What percentage of your members have only a checking/share draft account? How many members have indirect auto loans through you, but nothing else?
Obviously, these members aren’t going to help you grow your credit union much.
Not without a nudge, at least.
But what would a nudge look like? We have an idea…
Actually, it’s Array’s idea. More on that later.
Indirect vs. Direct Lending Woes
Whereas direct lending is both more profitable and typically indicates a strong existing relationship with your credit union…
Indirect lending just shows your credit union has a better relationship with a dealership than the buyer.
In our opinion, there’s nothing wrong with “indirect members.” They contribute to your income and loan portfolio. They grow your credit union.
But often, once they’ve paid the loan, they’re gone.
No more growth. No more relationship. No more opportunities.

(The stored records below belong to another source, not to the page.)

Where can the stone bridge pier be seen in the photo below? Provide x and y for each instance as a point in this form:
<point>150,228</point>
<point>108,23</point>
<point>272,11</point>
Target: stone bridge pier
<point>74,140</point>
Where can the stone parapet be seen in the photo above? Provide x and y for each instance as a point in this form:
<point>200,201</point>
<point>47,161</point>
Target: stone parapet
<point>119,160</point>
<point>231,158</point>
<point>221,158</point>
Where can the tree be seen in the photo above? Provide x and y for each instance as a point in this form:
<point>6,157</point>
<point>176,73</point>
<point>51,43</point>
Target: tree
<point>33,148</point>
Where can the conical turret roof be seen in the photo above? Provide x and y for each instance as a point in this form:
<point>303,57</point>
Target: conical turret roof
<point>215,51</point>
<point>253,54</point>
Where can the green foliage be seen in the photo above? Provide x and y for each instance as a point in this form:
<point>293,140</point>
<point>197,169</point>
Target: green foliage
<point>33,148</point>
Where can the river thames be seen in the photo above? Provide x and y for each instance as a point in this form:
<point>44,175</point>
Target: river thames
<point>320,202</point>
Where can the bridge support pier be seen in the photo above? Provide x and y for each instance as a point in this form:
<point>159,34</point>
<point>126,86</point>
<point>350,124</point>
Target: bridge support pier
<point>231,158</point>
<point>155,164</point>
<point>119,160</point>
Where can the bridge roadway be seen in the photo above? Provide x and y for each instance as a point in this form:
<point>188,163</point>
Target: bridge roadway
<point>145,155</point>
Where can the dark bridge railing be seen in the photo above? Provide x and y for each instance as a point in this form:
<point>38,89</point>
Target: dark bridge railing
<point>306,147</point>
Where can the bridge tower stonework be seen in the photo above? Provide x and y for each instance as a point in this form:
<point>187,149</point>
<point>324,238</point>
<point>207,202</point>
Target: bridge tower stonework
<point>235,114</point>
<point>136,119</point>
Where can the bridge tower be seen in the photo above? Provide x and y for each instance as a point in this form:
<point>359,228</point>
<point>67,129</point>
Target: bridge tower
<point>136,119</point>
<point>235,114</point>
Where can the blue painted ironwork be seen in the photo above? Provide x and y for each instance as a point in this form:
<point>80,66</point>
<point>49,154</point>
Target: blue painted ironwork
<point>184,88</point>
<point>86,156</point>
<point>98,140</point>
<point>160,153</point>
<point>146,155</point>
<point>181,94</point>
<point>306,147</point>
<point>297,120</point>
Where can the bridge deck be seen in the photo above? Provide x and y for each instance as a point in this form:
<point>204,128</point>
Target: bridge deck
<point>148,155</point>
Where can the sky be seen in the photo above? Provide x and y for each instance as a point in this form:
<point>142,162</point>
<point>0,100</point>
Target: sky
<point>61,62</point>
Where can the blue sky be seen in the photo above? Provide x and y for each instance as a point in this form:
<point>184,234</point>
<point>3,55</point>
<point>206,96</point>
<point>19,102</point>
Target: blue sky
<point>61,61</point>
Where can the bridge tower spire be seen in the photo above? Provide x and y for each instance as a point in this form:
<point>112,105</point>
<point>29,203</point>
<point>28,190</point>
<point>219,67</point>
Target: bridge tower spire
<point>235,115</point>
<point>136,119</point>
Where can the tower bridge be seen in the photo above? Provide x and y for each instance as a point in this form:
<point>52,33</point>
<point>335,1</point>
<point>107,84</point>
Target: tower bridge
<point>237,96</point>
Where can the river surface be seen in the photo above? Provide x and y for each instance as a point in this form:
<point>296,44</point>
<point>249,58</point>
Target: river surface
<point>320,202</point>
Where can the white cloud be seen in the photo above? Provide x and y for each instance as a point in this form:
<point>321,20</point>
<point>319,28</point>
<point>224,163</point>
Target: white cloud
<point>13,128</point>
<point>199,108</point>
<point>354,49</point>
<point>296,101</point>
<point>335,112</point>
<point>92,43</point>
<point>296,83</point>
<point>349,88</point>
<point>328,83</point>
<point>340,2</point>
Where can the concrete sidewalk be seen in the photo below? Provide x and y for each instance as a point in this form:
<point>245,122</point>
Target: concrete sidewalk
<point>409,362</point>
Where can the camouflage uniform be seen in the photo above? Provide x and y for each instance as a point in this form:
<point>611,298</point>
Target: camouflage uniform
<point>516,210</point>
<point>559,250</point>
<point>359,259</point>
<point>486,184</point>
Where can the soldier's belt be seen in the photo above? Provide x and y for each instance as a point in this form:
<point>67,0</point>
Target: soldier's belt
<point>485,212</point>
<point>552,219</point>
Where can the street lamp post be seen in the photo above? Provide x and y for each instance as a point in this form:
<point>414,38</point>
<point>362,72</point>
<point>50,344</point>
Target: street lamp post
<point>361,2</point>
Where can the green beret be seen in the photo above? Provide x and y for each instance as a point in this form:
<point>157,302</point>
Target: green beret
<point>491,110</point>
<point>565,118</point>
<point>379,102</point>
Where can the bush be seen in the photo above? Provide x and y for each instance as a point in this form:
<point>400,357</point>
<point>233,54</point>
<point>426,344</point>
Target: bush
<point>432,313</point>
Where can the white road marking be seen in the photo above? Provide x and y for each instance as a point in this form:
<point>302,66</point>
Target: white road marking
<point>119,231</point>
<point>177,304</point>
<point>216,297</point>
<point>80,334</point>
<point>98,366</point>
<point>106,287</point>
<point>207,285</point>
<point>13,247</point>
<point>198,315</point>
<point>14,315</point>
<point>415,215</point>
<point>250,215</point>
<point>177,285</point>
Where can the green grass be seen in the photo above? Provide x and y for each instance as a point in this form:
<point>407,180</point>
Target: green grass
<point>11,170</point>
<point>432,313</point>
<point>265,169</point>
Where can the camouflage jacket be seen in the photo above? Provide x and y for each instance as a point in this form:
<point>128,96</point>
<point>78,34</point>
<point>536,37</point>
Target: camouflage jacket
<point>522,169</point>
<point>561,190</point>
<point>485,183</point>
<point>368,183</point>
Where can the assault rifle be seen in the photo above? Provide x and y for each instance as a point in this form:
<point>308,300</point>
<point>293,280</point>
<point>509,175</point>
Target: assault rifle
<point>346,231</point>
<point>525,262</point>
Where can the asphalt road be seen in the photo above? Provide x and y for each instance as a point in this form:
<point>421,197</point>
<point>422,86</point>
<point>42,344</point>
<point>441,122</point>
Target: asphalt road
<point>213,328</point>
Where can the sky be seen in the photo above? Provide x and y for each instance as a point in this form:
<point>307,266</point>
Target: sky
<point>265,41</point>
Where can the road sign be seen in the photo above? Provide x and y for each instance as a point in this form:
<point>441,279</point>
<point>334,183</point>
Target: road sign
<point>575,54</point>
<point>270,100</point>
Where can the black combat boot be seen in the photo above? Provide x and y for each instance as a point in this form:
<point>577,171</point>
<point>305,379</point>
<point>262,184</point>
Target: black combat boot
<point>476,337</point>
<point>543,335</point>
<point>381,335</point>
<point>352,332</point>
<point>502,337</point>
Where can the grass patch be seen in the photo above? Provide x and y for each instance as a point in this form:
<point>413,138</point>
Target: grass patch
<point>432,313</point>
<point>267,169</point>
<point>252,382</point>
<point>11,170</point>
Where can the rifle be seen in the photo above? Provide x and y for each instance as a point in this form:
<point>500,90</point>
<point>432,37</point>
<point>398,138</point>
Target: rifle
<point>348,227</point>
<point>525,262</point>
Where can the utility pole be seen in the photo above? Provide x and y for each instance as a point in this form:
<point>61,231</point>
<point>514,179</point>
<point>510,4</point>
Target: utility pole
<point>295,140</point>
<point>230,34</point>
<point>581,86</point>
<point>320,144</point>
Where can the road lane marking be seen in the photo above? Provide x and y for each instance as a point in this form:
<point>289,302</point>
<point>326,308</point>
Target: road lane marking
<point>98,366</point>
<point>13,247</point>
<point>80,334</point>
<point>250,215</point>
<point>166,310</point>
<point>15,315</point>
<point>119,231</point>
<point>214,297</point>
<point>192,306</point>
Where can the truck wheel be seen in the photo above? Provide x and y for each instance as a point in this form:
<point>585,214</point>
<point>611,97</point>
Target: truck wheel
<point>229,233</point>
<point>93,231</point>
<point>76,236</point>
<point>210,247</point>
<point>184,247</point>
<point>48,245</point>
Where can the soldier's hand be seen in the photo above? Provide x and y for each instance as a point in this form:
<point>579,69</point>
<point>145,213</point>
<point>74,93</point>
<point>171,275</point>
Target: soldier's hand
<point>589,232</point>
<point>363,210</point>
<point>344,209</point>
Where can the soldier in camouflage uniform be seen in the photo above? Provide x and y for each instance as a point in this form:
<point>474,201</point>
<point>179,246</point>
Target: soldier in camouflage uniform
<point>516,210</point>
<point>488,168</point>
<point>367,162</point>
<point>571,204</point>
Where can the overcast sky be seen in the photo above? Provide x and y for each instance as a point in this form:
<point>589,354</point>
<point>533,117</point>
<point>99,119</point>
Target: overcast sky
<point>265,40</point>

Turning Indirect Members into “Real” Ones
Of course, indirect auto loans are still valuable. Yet perhaps more valuable than the loan is the opportunity to acquire a new member.

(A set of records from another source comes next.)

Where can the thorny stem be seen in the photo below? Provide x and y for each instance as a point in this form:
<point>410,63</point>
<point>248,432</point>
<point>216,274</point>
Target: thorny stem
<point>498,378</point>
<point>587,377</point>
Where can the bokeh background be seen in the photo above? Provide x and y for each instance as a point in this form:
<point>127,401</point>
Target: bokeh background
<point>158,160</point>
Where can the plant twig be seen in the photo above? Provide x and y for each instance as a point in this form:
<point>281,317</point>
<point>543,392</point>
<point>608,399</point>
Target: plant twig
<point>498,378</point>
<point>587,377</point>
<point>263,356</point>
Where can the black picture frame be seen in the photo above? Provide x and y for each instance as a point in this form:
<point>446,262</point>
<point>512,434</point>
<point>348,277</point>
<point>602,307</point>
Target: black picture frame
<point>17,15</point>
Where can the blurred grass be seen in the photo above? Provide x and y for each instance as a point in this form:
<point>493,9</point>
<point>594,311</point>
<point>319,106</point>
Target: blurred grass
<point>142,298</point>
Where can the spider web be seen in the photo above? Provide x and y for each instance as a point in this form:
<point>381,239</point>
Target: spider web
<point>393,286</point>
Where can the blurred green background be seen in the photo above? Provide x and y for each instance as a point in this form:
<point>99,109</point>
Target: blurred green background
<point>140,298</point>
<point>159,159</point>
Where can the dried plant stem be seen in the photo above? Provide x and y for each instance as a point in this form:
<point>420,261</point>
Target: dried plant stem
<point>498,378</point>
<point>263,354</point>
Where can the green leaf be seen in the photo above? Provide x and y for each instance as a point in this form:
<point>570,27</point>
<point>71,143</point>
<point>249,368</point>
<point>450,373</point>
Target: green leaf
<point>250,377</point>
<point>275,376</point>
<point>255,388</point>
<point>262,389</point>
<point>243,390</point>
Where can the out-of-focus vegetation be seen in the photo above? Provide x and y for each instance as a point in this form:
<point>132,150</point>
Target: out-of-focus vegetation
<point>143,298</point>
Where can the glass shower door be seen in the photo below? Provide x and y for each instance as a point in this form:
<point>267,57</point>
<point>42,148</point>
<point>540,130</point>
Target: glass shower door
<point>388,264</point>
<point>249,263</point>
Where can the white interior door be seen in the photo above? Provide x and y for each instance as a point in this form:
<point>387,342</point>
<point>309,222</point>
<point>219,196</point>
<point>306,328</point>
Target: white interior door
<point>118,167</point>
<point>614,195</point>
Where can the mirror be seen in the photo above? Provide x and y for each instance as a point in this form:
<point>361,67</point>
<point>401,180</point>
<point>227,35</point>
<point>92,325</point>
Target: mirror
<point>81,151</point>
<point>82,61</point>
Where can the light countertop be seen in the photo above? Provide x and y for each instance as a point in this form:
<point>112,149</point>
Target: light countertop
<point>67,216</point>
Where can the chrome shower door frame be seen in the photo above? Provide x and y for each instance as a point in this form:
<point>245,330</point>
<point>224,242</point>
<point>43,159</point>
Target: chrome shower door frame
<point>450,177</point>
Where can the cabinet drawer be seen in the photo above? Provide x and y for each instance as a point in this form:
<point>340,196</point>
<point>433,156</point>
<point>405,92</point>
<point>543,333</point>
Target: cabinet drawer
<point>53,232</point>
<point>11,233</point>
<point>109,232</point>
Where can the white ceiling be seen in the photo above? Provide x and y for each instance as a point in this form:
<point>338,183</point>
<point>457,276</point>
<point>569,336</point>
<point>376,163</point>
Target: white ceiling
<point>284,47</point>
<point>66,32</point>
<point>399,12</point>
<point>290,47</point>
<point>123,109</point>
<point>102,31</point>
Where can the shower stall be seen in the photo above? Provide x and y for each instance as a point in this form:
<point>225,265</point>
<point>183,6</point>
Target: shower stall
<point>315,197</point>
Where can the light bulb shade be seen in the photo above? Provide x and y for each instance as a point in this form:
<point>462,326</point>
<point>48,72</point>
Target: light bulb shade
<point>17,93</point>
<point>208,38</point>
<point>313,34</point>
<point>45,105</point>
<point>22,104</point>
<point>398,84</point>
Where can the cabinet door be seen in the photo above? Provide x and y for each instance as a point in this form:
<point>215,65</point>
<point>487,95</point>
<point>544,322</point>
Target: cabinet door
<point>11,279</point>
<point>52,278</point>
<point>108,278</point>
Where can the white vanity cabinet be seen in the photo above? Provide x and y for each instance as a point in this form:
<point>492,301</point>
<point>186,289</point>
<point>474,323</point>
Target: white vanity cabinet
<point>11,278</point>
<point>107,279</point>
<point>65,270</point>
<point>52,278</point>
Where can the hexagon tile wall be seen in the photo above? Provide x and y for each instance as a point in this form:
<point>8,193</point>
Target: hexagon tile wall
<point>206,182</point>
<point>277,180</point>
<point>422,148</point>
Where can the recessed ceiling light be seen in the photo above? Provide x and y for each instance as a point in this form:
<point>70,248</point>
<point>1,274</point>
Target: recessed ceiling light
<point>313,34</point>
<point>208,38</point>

You may be familiar with CreditWise, Capital One’s credit tracking and offers engine. Or maybe Credit Journey, the counterpart from Chase.
These apps embed in online banking portals and mobile banking apps. They track the user’s credit score and what’s affecting it. It also shows users their credit score, updated weekly.
Here’s the good part:
They then send targeted offers to their customers based on their credit profile.
Credit card offers? Check.
Savings or Money Market account invitations? Check.
Car or mortgage loan prequalifications? Check and check.
This is the strategy by which these major institutions increase customer product saturation.
And it’s what Array is doing for credit unions now.
Array does a lot more than just turn single-service members into full, engaged members. They were clear about that when we caught their demo.
But we know how common single-service members are. To us, any way to bring members deeper into the credit union is a major driver.
Array embeds widgets into digital banking systems. The widgets help members understand their credit and explore relevant offers at their credit union. All offers are built off of the member’s credit profile, so they’re already individualized. Certainly, this drives product saturation…
But it also drives true engagement.
Checking one’s credit makes members think more often and more critically about their financial health and goals. It also shows them what’s possible with their current—and projected future—credit profile.
That’s the kind of thing that keeps members logging back into their accounts!
Oh, and it looks great and modern. We’re all about modernizing the credit union experience. So yes, we’re a little biased there.